The weight container 330 is placed in its open configuration, and the desired amount of fill material 346 is arranged within the interior chamber 342 through the fill opening 344. The weight container 330 is then placed in its closed configuration. At this point, the weight of the weight container 330 and the fill material 346 contained by the weight container 330 will apply a downward force on the base structure 130.

The desired amount of fill material 346 will depend upon the nature of the fill material and the specifics of the first example umbrella system 22. The fill material 346 may be placed into the interior chamber 342 before arranging the notch 340 of the weight container 330 to receive the base stem 132, but may require lifting and moving of the entire third example weight system 320.

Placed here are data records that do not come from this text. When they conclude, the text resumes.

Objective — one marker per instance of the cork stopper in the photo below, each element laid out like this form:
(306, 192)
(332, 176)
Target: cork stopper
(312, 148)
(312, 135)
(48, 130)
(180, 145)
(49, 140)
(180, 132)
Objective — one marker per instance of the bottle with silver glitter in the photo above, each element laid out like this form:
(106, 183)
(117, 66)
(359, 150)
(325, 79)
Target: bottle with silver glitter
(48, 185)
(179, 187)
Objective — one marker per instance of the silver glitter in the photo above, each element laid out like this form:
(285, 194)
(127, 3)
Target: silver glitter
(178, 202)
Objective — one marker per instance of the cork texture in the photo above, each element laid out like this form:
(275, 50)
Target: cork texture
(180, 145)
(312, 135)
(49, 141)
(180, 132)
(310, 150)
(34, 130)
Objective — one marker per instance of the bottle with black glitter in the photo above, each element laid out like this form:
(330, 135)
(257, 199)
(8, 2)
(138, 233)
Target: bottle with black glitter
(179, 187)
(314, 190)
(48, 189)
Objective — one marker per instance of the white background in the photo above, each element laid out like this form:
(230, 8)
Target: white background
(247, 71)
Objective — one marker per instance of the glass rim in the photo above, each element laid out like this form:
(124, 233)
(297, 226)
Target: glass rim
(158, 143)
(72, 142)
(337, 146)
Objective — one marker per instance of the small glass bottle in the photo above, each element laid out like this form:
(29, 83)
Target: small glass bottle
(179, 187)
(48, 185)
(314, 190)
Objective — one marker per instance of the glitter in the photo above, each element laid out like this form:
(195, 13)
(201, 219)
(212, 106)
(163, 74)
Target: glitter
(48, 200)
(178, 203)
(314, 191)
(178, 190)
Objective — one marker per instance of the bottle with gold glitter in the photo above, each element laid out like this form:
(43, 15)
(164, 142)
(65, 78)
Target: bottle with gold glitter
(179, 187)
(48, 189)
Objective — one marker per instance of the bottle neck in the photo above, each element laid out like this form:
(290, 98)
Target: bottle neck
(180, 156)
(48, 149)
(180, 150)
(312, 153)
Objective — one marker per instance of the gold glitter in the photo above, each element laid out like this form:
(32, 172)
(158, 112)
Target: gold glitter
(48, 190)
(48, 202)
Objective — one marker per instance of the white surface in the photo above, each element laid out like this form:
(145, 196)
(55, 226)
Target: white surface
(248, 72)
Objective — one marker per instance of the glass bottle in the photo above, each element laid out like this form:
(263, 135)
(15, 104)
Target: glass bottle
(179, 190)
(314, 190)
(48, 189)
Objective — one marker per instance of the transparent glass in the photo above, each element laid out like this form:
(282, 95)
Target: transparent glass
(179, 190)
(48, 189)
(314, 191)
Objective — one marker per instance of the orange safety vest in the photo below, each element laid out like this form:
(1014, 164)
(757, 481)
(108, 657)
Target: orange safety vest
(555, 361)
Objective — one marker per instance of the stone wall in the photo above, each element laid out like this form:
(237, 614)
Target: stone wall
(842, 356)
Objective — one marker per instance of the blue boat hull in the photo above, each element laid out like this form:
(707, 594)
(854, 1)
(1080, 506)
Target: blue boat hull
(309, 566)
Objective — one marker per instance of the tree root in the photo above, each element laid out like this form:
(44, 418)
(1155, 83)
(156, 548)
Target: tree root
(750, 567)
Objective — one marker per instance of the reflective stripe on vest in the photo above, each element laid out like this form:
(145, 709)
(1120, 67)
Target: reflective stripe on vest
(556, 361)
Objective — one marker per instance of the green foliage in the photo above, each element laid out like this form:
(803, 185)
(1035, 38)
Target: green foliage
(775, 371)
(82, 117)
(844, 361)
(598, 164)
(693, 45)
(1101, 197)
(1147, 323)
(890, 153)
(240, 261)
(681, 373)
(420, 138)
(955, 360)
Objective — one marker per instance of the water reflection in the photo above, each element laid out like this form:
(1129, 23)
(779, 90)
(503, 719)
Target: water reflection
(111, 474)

To use the third example weight system 320 to support the second example umbrella system 24, the base assembly 160 is arranged at a desired location. The weight container 330 is then arranged such that the base stem 172 of the base structure 170 extends through the notch 340 in the weight container 330 and the lower wall 334 of the weight container 330 rests on the upper surfaces of at least some of the legs 174, 176, 178a, and 178b. The pole strap 382 is then extended across the notch 340 over the stem 172, inserted through the pole ring 384, and secured in place using the fastening system 386. Inadvertent lateral movement of the base assembly 160 relative to the third example weight system 320 will thus be prevented by the securing system 380.

The weight container 330 is placed in its open configuration, and the desired amount of fill material 346 is arranged within the interior chamber 342 through the fill opening 344. The weight container 330 is then placed in its closed configuration. At this point, the weight of the weight container 330 and the fill material 346 contained by the weight container 330 will apply a downward force on the base structure 160.

The desired amount of fill material 346 will depend upon the nature of the fill material and the specifics of the second example umbrella system 24. The fill material 346 may be placed into the interior chamber 342 before arranging the notch 340 of the weight container 330 to receive the base stem 172, but may require lifting and moving of the entire third example weight system 320.

Although the example weight container 330 is substantially semicircular in top plan view and forms substantially semi-cylindrical shape with notch on the straight side thereof, other shapes may be used, several examples of which are described elsewhere in this application.

Referring now to FIGS. 19-21 of the drawing, depicted therein is a fourth example weight system 420 constructed in accordance with, and embodying, the principles of the present invention. The fourth example weight system 420 comprises a fourth and fifth weight containers 430a and 430b. The fourth and fifth example weight containers 430a and 430b are or may be identical. For clarity, the same reference characters will be used to identify common elements of the separate weight containers 430a and 430b.

Additionally, the example fourth and fifth weight containers 430a and 430b share many elements of the third example weight container 330 described above. The example fourth and fifth example weight containers 430a and 430b will thus be described herein primarily to the extent that they differ from the third example weight container 330.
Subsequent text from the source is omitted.